Me pergunto se toda vez que ele vê o vaso de tulipas vermelhas na estante, ele pensa em mim.

Ao final do corredor, ele empurra a porta antiga. O lugar é iluminado com luminárias e possui uma janela grande, tapada apenas por uma cortina preta. Milhares e milhares de estantes, tantos livros que mal posso contar.

- Aqui. – Ele diz sorrindo gentilmente, eu me sento em um banquinho ao lado de uma mesa bagunçada na sala. Ao meu redor, são tantas plantas e coisas que desconheço, que mal consigo me concentrar.

- Gostei daqui. – Respondo enquanto ele abre uma espécie de armário. Deve estar pegando alguma coisa para tratar meus ferimentos. Eu não sei se é a adrenalina, mas meu ombro não parece doer tanto assim.

Trevor sorri para mim, puxa um banquinho na minha frente, largando as coisas na mesa e estendendo sua mão em minha direção. De pé, ele caminha por trás de mim, torneando as mãos pelo meu casaco.

- Posso? – Ele diz, e eu concordo um pouco constrangida. Ele tira meu casaco, já rasgado e imundo, me deixando apenas com a blusa branca manchada. Vejo que o sangue manchou meu braço inteiro. Franzindo a testa, ele me beija. – Eu sinto muito.

- Não é culpa sua. – Eu sei que não adianta eu dizer isso. Ele vai continuar achando que é.

Ele se senta na minha frente, pegando um vidro com um líquido transparente, e... uma agulha. Dou um sorriso atrapalhado.

- Trevor? – Digo sentindo uma leve pontada de medo. Ele respira fundo. Não seja criançona, Serenity. Vamos, você aguenta.

- Olhos-negros são venenosos. – Ele diz com uma expressão chateada. – Isso é para limpar. Mas não é para feridas comuns, digo... vai doer. É o antídoto. – Eu engulo em seco. – E eu tenho que fazer pontos, por mais que eu consiga fazer você cicatrizar mais rápido.

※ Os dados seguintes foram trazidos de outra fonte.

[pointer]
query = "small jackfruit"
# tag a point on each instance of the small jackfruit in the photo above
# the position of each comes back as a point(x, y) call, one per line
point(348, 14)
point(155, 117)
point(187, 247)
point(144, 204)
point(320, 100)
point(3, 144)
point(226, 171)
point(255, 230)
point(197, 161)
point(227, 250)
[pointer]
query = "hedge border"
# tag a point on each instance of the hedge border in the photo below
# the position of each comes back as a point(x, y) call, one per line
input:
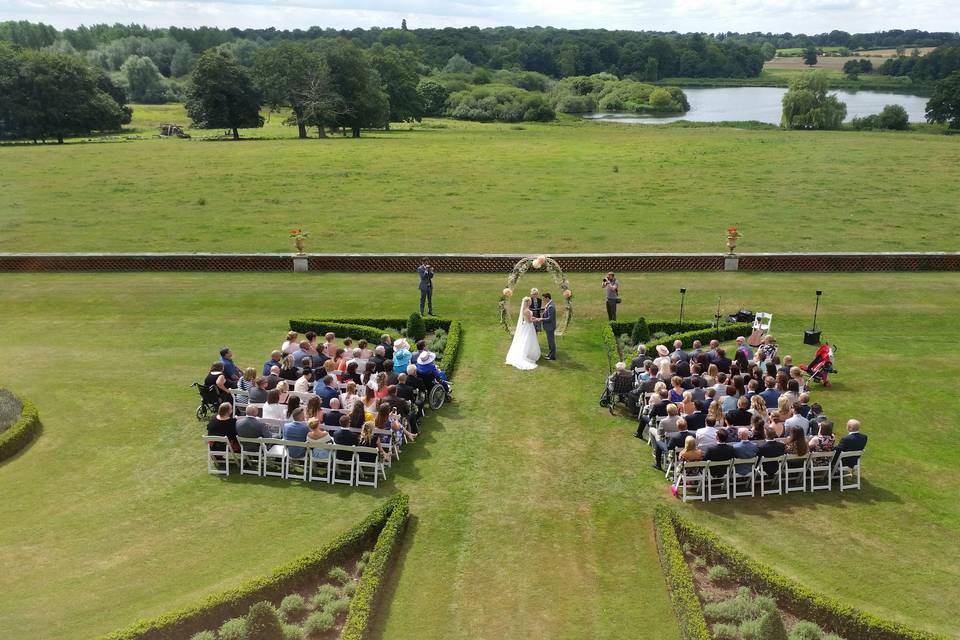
point(180, 623)
point(364, 600)
point(22, 432)
point(371, 329)
point(805, 603)
point(676, 572)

- Não tem problema. – Eu minto, estendo o braço. – Vai rápido, antes que eu desmaie.

O líquido deveria ser gelado, eu imagino. Mas quando ele despeja o vidro no meu braço, é como se fosse água fervente. Me queima, arde insuportavelmente. Eu sinto os olhos marejarem. É o veneno daquela coisa saindo de mim.

Eu aperto a mão de Trevor com toda a força que tenho, fechando os olhos e urrando de dor. Isso dói mais do que as garras do animal.

- Sereny. – Ele diz gentilmente. Quase não consigo ouvir, com o zumbido abafado nos meus ouvidos. Me sinto tonta. – Serenity!

Eu abro os olhos, ele está nervoso. Me segura com força.

- Preciso fazer os pontos. – Ele diz isso e eu concordo, assentindo com a cabeça. A agulha entra e saí pela minha pele, delicadamente, como se ele fosse acostumado em fazer isso. Eu não consigo sentir dor, nada comparado ao que acabei de sentir.

Nem percebo quando ele termina de enfaixar meu ombro, tamanha é minha exaustão, que mal consigo me manter de olhos abertos.

Ele sorri, me envolve nos braços, e eu sinto minha visão embaçada. A última coisa de que me lembro, é de ser levantada. Ele me carrega no colo, e eu tento manter os olhos abertos. Sua boca se move devagar, o corredor parece infinito.